Il 26 febbraio scorso, l’OCSE – l’organizzazione che riunisce le 35 nazioni più sviluppate del mondo – ha pubblicato una ricerca sui tassi di mortalità e durata media della vita nei paesi associati (“Trends in life expectancy in EU and other OECD countries: Why are improvements slowing?”).

Lo studio rileva un certo rallentamento nell’allungamento della vita media, ovvero livelli di mortalità che sono in lieve risalita dopo molti anni di decrescita. I dati suggeriscono che questo parziale peggioramento sembra imputabile quasi totalmente ad una crescente diffusione delle malattie degenerative del cervello tipiche della terza età, come la demenza e l’Alzheimer. E ciò sembra valere più per le donne che per gli uomini. Il report pubblica alcuni dati che ci sembrano degni di particolare attenzione. Enuclearli dal quadro complessivo della ricerca potrà essere non perfettamente corretto sul piano metodologico, ma riteniamo che ciò non infici il loro significato.

Il dato più eclatante (almeno per noi italiani) è che, a consuntivo del 2016, il nostro paese è il secondo al mondo per durata media della vita: 81 anni per gli uomini e 85,6 per le donne. I più longevi in assoluto (almeno tra i paesi OCSE e UE), sono i giapponesi: 81 anni per gli uomini (stesso dato dell’Italia), 87,1 per le donne. Difficile non sospettare che la ragione principale risieda nella dieta mediterranea, da un lato, e nella dieta giapponese dall’altro, ricca di pesce e vegetali. Non a caso, anche le donne spagnole e francesi sono ai vertici di questa classifica: le spagnole hanno vita media di 86,3 anni e le francesi di 85,7 anni, cioè valori un po’ inferiori al Giappone e lievemente superiori all’Italia (per gli uomini la situazione è diversa: gli spagnoli si fermano a 80,5 e i francesi a 79,5, abbassando la media complessiva maschi + femmine). La media UE per gli uomini è di 78,2 anni e per le donne di 83,6 anni. Complessivamente, le donne italiane, spagnole e francesi “staccano” (verso l’alto) le donne degli altri paesi in misura piuttosto accentuata, superiore al divario, meno forte, che separa gli uomini di questi tre paesi rispetto a quelli delle altre nazionalità. Tuttavia, l’Italia è uno dei pochissimi paesi sviluppati (oltre a Norvegia e Malta) che registrano un aumento dell’età media pressoché costante dal 2006 al 2016, senza flessioni. Tutti gli altri paesi hanno avuto, nel quinquennio 2012-2016 una crescita ridotta (circa 1,8 anni in più nell’intero periodo) rispetto a quella registrata nei cinque anni precedenti 2006-2011 (circa 1,3 anni in più).

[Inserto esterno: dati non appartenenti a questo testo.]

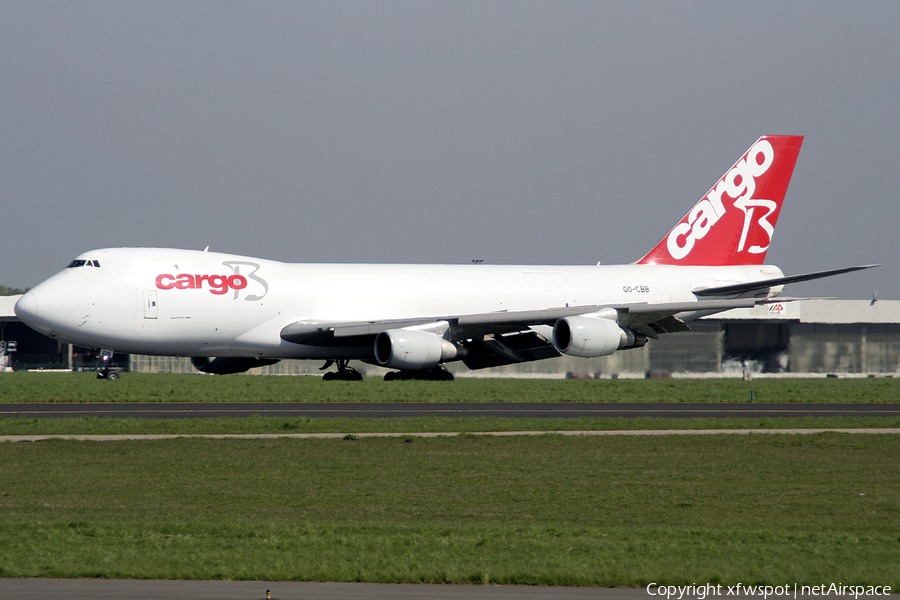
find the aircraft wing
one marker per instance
(500, 338)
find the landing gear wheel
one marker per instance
(344, 373)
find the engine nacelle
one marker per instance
(588, 337)
(412, 350)
(228, 365)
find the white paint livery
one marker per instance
(231, 313)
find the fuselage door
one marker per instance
(150, 308)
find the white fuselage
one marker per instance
(192, 303)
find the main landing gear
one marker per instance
(429, 374)
(105, 370)
(344, 373)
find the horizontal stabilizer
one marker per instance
(741, 288)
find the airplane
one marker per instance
(231, 313)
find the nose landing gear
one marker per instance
(105, 370)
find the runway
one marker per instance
(162, 410)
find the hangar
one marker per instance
(804, 337)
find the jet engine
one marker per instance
(412, 350)
(228, 365)
(590, 336)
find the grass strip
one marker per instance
(548, 510)
(258, 424)
(142, 387)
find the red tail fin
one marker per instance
(733, 223)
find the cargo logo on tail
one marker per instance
(734, 222)
(739, 184)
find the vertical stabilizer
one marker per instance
(733, 223)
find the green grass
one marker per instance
(545, 510)
(259, 424)
(138, 387)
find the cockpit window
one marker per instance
(83, 263)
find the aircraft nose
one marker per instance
(26, 308)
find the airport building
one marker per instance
(805, 337)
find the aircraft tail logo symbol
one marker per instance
(734, 222)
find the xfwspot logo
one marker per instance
(739, 184)
(217, 284)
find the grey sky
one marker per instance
(514, 132)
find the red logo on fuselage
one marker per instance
(218, 284)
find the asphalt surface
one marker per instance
(195, 410)
(124, 589)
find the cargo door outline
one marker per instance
(151, 308)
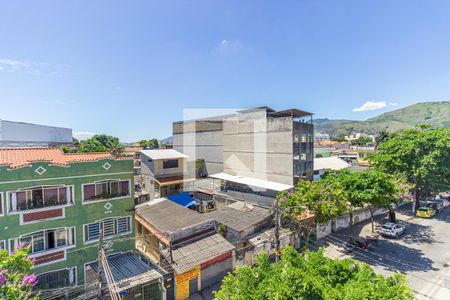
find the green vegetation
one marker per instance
(436, 114)
(15, 279)
(311, 276)
(421, 155)
(362, 141)
(102, 143)
(152, 143)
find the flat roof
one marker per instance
(240, 219)
(128, 270)
(255, 182)
(187, 257)
(163, 154)
(167, 216)
(332, 162)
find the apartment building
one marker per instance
(55, 202)
(163, 172)
(258, 143)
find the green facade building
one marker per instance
(54, 203)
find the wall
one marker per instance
(259, 147)
(201, 140)
(16, 134)
(76, 215)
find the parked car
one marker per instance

Almeno in Italia, l’allungamento della vita media va di pari passo con una diminuzione della popolazione autoctona. È da 26 anni che il cosiddetto saldo naturale, cioè la differenza tra nati e morti, presenta valori negativi (salvo due brevi eccezioni nel 2004 e 2006). L’afflusso migratorio ha compensato questa diminuzione, ma da tre anni non è più così e la popolazione residente in Italia ha iniziato a calare.

In conclusione, l’Italia invecchia e si rimpicciolisce. Si tratta di un’evoluzione che, se non verrà invertita, avrà effetti disastrosi sullo stato dei conti pubblici e sulla ricchezza patrimoniale di ogni famiglia, visto che i valori immobiliari, in uno scenario di questo tipo, sono destinati a calare sempre più.

La questione demografica rappresenta una delle principali sfide che i governi occidentali, e soprattutto quello italiano, devono oggi affrontare.

Ci sembra preoccupante e miope che il problema non sia al centro del dibattito politico nazionale.